Conan's eyes were suddenly wide, and his face had gone very pale. "No," he rasped. "No, no, no, no, no! If they find out – if they –"
"They don't know it yet," Kid cut him off. "The person who answered the phone call didn't let them know about their slip-up. I don't think that Mouri-san is going to let them know either."
Conan visibly calmed. He took a small breath before asking, "How do you know all this?"
"I listened to the call," Kid drawled with a lighthearted grin. "Overheard the commotion in the Inspector's house while I was preparing myself for the next heist."
"And you stole the recording device," Conan slapped his hand against his face. Kid smirked.
"I wanted to help," he said. "Besides, they have two copies."
"Anyway, how much time do we have?"
"Six days,"
The smallest hint of a leer tinted Conan's face. "That's more than enough time to catch these bastards. Kid, I won't capture you. You shouldn't let yourself get captured either, otherwise, we'll lose all leads with no assurance of Ran's life.
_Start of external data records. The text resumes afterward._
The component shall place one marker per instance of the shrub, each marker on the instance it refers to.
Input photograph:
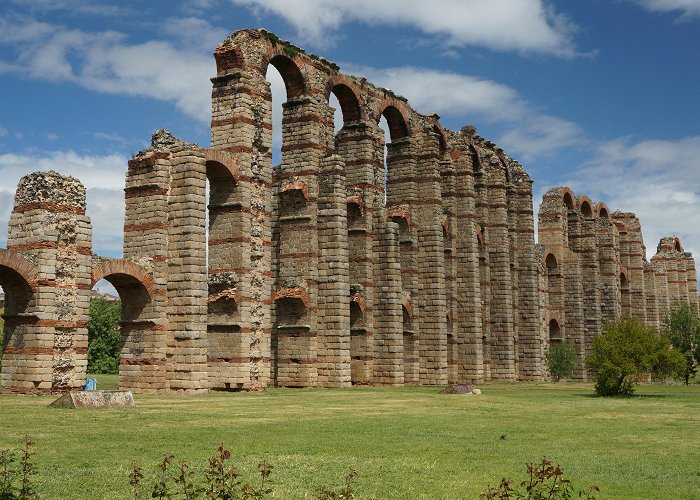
(625, 350)
(543, 481)
(16, 475)
(561, 360)
(684, 331)
(103, 336)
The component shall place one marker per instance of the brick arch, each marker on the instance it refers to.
(442, 139)
(16, 262)
(396, 116)
(18, 277)
(348, 97)
(568, 198)
(585, 206)
(602, 210)
(228, 57)
(294, 81)
(547, 259)
(677, 244)
(124, 273)
(220, 163)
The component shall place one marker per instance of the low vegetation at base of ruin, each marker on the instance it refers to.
(627, 350)
(408, 442)
(561, 360)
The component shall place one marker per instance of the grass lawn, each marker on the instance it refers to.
(404, 442)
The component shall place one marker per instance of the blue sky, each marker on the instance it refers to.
(598, 95)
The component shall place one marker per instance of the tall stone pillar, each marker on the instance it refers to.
(333, 276)
(187, 284)
(45, 273)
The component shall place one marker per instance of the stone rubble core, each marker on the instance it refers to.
(321, 271)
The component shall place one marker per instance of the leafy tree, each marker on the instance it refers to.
(561, 360)
(103, 336)
(684, 331)
(625, 350)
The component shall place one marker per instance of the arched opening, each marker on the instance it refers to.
(286, 85)
(354, 215)
(396, 123)
(291, 341)
(452, 351)
(555, 335)
(18, 296)
(140, 351)
(586, 209)
(226, 223)
(568, 201)
(343, 99)
(625, 294)
(393, 123)
(410, 347)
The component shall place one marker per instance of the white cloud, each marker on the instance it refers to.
(688, 8)
(448, 93)
(528, 134)
(82, 7)
(103, 176)
(526, 26)
(659, 180)
(541, 135)
(105, 62)
(194, 32)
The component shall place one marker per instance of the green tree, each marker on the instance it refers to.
(103, 336)
(561, 360)
(684, 331)
(625, 350)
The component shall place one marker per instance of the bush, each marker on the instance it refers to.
(561, 360)
(544, 481)
(625, 350)
(16, 474)
(103, 336)
(684, 331)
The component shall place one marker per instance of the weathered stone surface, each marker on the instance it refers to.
(328, 269)
(95, 400)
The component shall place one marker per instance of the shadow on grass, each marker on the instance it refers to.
(633, 396)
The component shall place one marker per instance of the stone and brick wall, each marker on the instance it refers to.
(335, 267)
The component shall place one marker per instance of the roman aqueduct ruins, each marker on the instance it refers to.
(321, 272)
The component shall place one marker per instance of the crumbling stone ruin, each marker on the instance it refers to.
(326, 270)
(594, 269)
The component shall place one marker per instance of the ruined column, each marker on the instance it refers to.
(45, 273)
(466, 319)
(502, 325)
(355, 143)
(389, 338)
(530, 350)
(187, 282)
(333, 276)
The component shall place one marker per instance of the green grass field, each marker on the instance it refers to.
(404, 442)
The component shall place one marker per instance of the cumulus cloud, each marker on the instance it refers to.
(106, 62)
(448, 93)
(528, 134)
(659, 180)
(688, 8)
(541, 135)
(526, 26)
(103, 176)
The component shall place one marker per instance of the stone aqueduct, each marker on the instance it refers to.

I'll be doing my own research about everyone you stole from. If I could narrow down the list of suspects by tonight, that'd be great."
"I'll do my own research about that. But you need anything else?" Kid asked, all shadows and charm. There was a pause in which Conan tried to process the fact that the Kid was willing to help him out in the case. Still, he supposed that it really wasn't that big of a shock. He knew from experience that the thief's sense of justice was high (and that was very strange considering his line of work).
"Police reports about cases that have you involved. Think you could get that?"
A chuckle. "Of course."
Conan sighed. "We'll pick up something from it. We'll find leads. Definitely."
A small smile ghosted over the thief's face – so quick that Conan isn't even sure if it had been there.
"Then I'm counting on it, detective."
Author's Note
My GOD! I think that this is even longer than the last one!
And thank you all so much for leaving a review (for reading this in general, actually!) You're all so wonderful. I don't deserve you. Haha!
Anyway, if you do catch some spelling or grammar mistakes, don't hesitate to point it out to me. I've been working on this through my tablet 'cause my laptop decided to make my life more difficult by breaking down. So yeah, no autocorrect, boohoo.
I hope that you liked this! It'll probably be one of the longer chapters. I'm sorry, I must've broken some of your eyes.